Turkish President Recep Tayyip Erdogan criticised Morsi’s death sentence, saying the government was returning to the “old Egypt” by rolling back democracy. He also criticised the West, saying it had failed to speak out against Sisi or death sentences being handed down to Brotherhood leaders. Egypt under Morsi enjoyed close ties with Turkey. Sisi’s government has often accuses Ankara of meddling in Egypt’s affairs.

Amr Darrag, a Cabinet minister under Morsi and a co-founder of the Brotherhood’s Freedom and Justice Party, condemned Saturday’s verdicts.

“Today will be remembered as one of the darkest days in Egypt’s history,” Darrag said in a statement. But “there is something far larger at stake — the rights of millions of Egyptians to live freely and without fear, and to choose their leaders through the ballot box.”

An Islamist opposition alliance led by the Brotherhood meanwhile called on Egyptians to step up the campaign to topple the “gang of treachery and usurpers” in the run-up to July 3, the second anniversary of Morsi’s removal from power.

Amnesty International also denounced the verdicts, which came after several mass death sentences criticised by human rights activists and Western nations. It called for a retrial, asserting that all evidence gathered from Morsi and other defendants was inadmissible because of what it called their illegal detention prior to trial.
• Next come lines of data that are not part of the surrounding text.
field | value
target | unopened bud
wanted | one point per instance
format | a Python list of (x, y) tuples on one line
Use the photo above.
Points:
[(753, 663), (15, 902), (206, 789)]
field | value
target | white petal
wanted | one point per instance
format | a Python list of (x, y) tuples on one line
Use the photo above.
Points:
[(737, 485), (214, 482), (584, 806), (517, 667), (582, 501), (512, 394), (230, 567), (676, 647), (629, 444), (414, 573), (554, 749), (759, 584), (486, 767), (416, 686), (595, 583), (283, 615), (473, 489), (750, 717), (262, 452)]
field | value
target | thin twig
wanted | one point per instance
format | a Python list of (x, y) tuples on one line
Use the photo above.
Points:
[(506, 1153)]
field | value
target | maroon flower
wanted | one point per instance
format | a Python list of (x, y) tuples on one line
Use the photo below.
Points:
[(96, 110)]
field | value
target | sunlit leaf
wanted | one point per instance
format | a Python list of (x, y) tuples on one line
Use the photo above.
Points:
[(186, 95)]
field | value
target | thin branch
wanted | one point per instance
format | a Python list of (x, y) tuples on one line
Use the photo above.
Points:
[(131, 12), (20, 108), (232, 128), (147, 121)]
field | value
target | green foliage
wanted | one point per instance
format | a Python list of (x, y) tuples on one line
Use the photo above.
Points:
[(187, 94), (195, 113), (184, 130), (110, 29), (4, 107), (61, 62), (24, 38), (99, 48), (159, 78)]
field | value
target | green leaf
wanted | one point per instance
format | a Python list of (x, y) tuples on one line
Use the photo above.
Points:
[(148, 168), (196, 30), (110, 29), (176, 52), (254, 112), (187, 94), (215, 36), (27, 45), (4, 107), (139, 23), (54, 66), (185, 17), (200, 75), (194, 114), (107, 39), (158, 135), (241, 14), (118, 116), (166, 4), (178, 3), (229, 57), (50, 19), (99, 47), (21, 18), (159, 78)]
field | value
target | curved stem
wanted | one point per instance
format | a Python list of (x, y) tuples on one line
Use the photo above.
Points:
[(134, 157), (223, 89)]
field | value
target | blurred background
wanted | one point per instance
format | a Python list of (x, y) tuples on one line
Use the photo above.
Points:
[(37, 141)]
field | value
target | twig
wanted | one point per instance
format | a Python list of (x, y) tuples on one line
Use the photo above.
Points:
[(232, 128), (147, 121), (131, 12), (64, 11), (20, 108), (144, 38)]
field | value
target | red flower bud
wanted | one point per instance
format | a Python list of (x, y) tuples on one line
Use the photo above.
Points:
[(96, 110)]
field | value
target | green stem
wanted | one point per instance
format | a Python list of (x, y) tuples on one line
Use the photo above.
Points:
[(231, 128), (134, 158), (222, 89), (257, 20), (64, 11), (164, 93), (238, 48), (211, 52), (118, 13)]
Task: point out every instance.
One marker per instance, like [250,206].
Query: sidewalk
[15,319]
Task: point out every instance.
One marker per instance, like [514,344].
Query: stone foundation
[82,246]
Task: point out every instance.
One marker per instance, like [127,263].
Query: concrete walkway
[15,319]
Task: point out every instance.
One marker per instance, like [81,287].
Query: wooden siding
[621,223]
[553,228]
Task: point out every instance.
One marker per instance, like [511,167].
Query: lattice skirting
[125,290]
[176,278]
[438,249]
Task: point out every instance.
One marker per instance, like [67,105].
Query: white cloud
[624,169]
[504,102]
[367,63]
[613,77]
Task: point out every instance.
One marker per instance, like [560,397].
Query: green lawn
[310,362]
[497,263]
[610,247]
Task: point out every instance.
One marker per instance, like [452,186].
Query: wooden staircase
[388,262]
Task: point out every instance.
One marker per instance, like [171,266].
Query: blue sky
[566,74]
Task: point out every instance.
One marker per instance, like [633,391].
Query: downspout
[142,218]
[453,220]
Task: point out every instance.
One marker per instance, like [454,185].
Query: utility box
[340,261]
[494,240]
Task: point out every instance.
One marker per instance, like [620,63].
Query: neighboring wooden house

“The death penalty has become the favorite tool for the Egyptian authorities to purge the political opposition,” Amnesty said.

Morsi already is serving a 20-year sentence following his conviction on April 21 on charges linked to the killing of protesters outside a Cairo presidential palace in December 2012.

The former president escaped a death sentence in a separate case before Shami related to allegations that Morsi, several of his aides and leaders of the Brotherhood allegedly passed state secrets to foreign groups, including Hamas and Lebanon’s Hizbollah, during his year in office. A total of 16 senior Brotherhood leaders and aides were sentenced to death by Shami in that case. The 16 include one woman, Sondos Assem, a presidential press aide who is now a fugitive.

A verdict on Morsi’s role in that case will be announced in the June 2 hearing.